閑話218 身内話
【リリエラ・マクラレン視点】
「はぁ……」
いつもはメイドに任せていた身体を洗うことも、こうして一人でできるようになってきた。
湯船に浸かり、今日の出来事を振り返る。
専属秘書として、そして親友として、死にかけ心配をかけたソラに対して怒るつもりでいたのに、それ以上に驚くような出来事が起きてしまった。
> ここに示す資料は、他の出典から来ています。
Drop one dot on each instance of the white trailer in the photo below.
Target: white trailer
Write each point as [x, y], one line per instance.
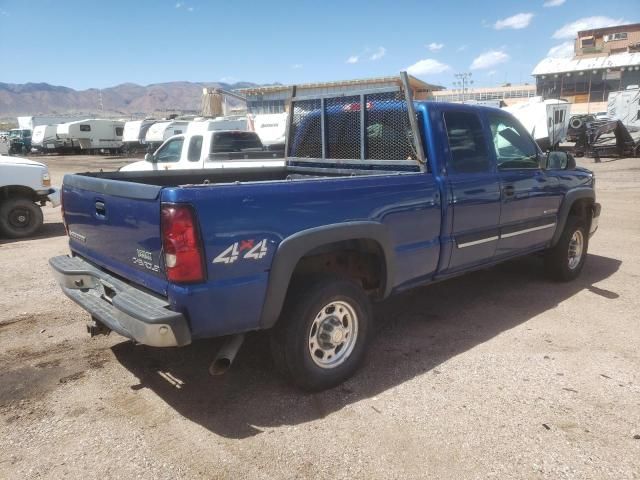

初めは今回も私がソラのことをシエラだと気付かなかった時のように、女神エリス様の認識阻害で私が気付かないようにされていたのかと思っていたのだが、ソラのことを男だと認識してからもどう見ても女の子にしか見えなかったので、恐らく性別に関しては素なのでしょう。
「どうしたの?ため息ついて」
ちゃぷんと音がして水面が揺れるのを頼りに目をあげていくと、エルフのように決め細かな肌が現れた。
「セレーナ様……」
「お義母様でもいいわよ?」
「わ、わたくしはまだ婚約者ですから……」
「私、予てより娘が欲しかったのよね。ほら、私はあまり多く産めなくて……ルークは一人っ子の男だったでしょう?」
かつて学生時代のお父様がこの人に惹かれ、そして母が嫉妬することになるくらい、周囲から好意を集めていたほどの美貌。
美貌という路線でいくと人生のスタートダッシュを決めていたからなのか、私達とは違ってその血に元ハイエルフの血が混じっているからなのかは不明なものの、言い方がキツい私のお母様と比べると、いい歳の取り方をしているとは感じる。
「ルージュがいるじゃないですか」
「確かにあの子も養子になるけれど、あの子はおべっかばかり言うんだもの。それに、今まで男ばかりで溜まりに溜まっていた娘欲をようやく満たせるのだから、一人なんかじゃ足りないわ」
「なんですか、娘欲って……。それに、あなたにはソラもいるじゃないですか」
「あらあら?リリエラちゃんも、言うようになったわねぇ……」
「ソラには遠慮しないって、決めたんですわ」
「うふふ、こうして話していると、マリエラちゃんと話しているような気分になってくるわ」
「勝手に人を故人みたく言わないでもらえる?相変わらず失礼な人ね」
「お母様!」
「マリエラちゃん!」
「本当にこんなのと家族で、うまくいくかしら……?」
「酷いわ、私はマリエラちゃんと家族になれてとっても嬉しいのに……」
「こんなのでよく公爵夫人が務まるわね……不思議でならないわ」
「そんなこと言って、満更でもなさそうな顔して可愛いのはどっちかしら?」
「い、いいから……リリエラの話してたのでしょう?」
「じ、実は……」
そうして私は、先ほど起きたソラとの出来事を話し始めた。